Still basking over the thrill of the official Swearing-In Ceremony, which took place Thursday at the Europa Hotel in Baku. What an elegant event, with comments by the U.S. Ambassador, government officials from the Ministries of Education, Business, and Youth and Sport, and a wonderful speech in both English and Azerbaijani by my friend Leah, one of the 5 others from my language class. Finally we all rose, raised our right hands, and with the Ambassador leading us we swore to uphold and defend the Constitution of the United States, and protect it from all enemies, both foreign and domestic. The last time I took the same oath (decades ago), I was embarking on my teaching career at Munich American High School, but this time it was so emotionally moving for me, that I could have teared up. What a proud moment to have come so far after many months of applying for, planning for, training for, and now, more than a year later, finally becoming a Peace Corps Volunteer—what an honor!
Monday I start at the University. Some students already called and messaged me several weeks ago, welcoming me and letting me know how happy they are that I am coming. It’s a good feeling to be so welcomed, knowing that one’s efforts are so greatly appreciated. It makes everything that it took to get this far seem so worth-while. I know what it is like to work long and hard and have the efforts unappreciated, even rejected, despised and betrayed, so this endeavor is for me personally just that much more rewarding. But like the Kiwanis principals of giving primacy to spiritual and human values above material values, so it is that the best part of this undertaking is that it is greater than anything I could personally accomplish—being in the Peace Corps contributes to the betterment of so many things, to help others in a technical manner, to build bridges of understanding between the citizens of our nation and other nations, to contribute truly as the name implies—to peace. Hopefully, inshallah—God willing, I will do this noble cause some justice.

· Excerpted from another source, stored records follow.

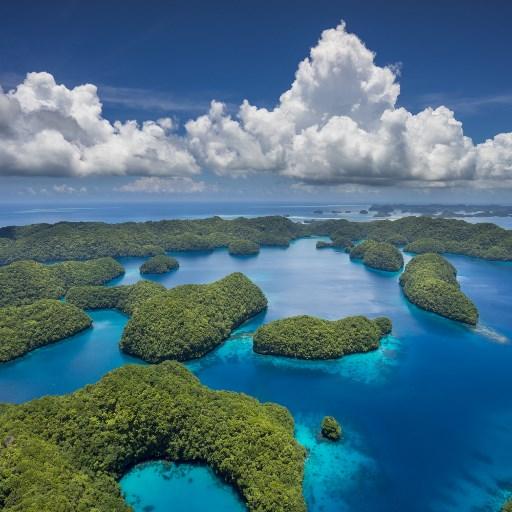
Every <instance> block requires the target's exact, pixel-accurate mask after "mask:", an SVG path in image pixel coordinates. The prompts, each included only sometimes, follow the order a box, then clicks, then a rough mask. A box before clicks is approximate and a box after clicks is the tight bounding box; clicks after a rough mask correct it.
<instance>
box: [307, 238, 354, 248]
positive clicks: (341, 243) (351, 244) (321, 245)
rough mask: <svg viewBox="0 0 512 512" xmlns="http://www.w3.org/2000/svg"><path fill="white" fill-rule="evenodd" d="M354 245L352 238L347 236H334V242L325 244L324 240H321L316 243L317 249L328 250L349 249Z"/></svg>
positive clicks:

As a final farewell, my home in Masazir once again lost its electricity and heat during the last couple of days I was there, as well as water, too—again, no shower. My Masazir host family sure knows how to roll with the punches, though, and kiddingly told me that only in Masazir would I have these ‘troubles’: since one of the largest hydro-electric dams in this part of the world is in Ming, I should need not worry about running out of either water or electricity, they told me. Actually, much can be learned about the important, and not-so-important, things in life from my Masazir host family. Naturally it is unpleasant for them, too, when these conveniences, which we in America take so much for granted, are lost; but my Masazir host family has a method for coping with each of them—they are ready with the candles and kerosene lamps, so we can keep on studying; there’s the wood for the little stove for some warmth; there are neighbors, from whom you can borrow a bucket of water; there’s always food that can be eaten without cooking; and there are games to be played and songs to be sung and traditional dances to be practiced in the little hall-way, while waiting for these amenities to return. Some of my favorite memories now are how I learned to do without, and came to admire and have fun with the family for whom this is just another minor fact of life. People who are resilient like this are models for resourcefulness, skill, practicality, and most of all for being examples of how families stick together, help each other, for the betterment of all. For a farewell meal, the mom in my host family asked to borrow my hand-held can-opener, which is part of the supplies Peace Corps recommends you bring from America; this reminded me, that absolutely everything we eat here is fresh; not a single canned or packaged food is in her house. The only canned things we eat are the canned fruits, vegetables, and pickles, which she herself preserves. Even her noodles are always home-made. No foods loaded with preservatives here! If you don’t grow it yourself, or buy it in the bazaar (market) fresh from the farmer, it just doesn’t show up on the average Azerbaijani table. Even the chickens, like our Thanksgiving turkey, are often bought live, then slaughtered, plucked and cooked—can’t get much fresher!